Americans with Disabilities Act - Title I

Employee Health Plans

 

Covered Entities

Title I of the Americans with Disabilities Act of 1990 (P.L. 101-336) applies to covered entities . Covered entities are private employers, state and local governments, employment agencies, labor unions, and joint labor management committees with 15 or more employees.

Guidelines for Employee Health Plans

Title I permits disability-based distinctions in employer health plans as long as covered entities do not use them as subterfuges (ploys or deceptions) to evade Title I requirements. A covered entity cannot make decisions based on concerns about the impact of an individual's disability or his/her dependent's disability on the covered entity's health plan. A covered entity must provide employees with disabilities equal access to the health benefits it provides to employees without disabilities.

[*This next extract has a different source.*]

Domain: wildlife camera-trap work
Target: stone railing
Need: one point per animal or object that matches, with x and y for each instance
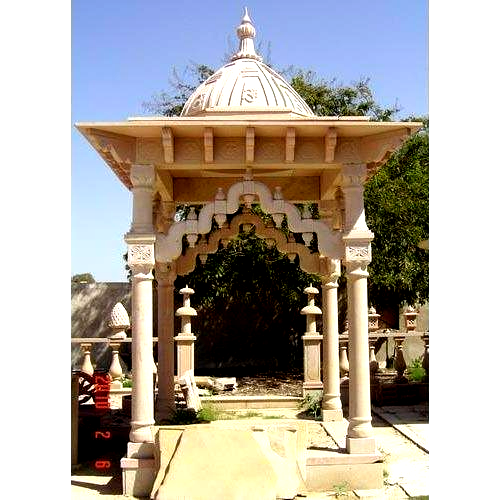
(398, 338)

Disability-based Distinctions

A disability-based distinction singles out a particular disability, a discrete group of disabilities, disability in general, or a single procedure or treatment of a particular disability or discrete group of disabilities. Examples of illegal, disability-based distinctions include the following:

  • Coverage limits on the treatment of any pre-existing blood disorders, if the plan does not exclude other pre-existing conditions; and
  • Exclusion of a drug used only to treat AIDS. Examples of permissible, non-disability-based distinctions include the following:
  • Different levels of coverage for physical conditions and mental/nervous conditions; _ Different levels of coverage for vision care and medical care;
  • Pre-existing condition clauses;
  • Coverage limits on medical procedures that are not exclusively, or nearly exclusively used in treating a particular disability (e.g., limits on the number of x-rays the plan will pay for); and
  • Lifetime or annual caps on plan benefits.

Permissible Disability-based Distinctions

Title I permits health plans to make a disability-based distinction as long as it is not a subterfuge. A distinction is not a subterfuge when it is justified by the risks or costs associated with the disability. Determining whether a disability-based distinction is permissible is a case-by-case process. Examples of permissible disability-based distinctions include the following:

  • A cap on a particular catastrophic disability if the health plan treats all similarly catastrophic conditions the same way;
  • A disability-based distinction based on legitimate actuarial data or actual or reasonably anticipated experience, and that the health plan treats conditions with comparable actuarial data and/or experience in the same fashion;
  • A disability-based distinction for the treatment of a discrete group of disabilities would have been so expensive as to cause the plan to become insolvent;
  • A disability-based distinction to prevent a drastic alteration in the scope of coverage or level of benefits provided to all employees; and
  • Exclusion of a particular treatment because it can prove that the treatment does not have any medical value.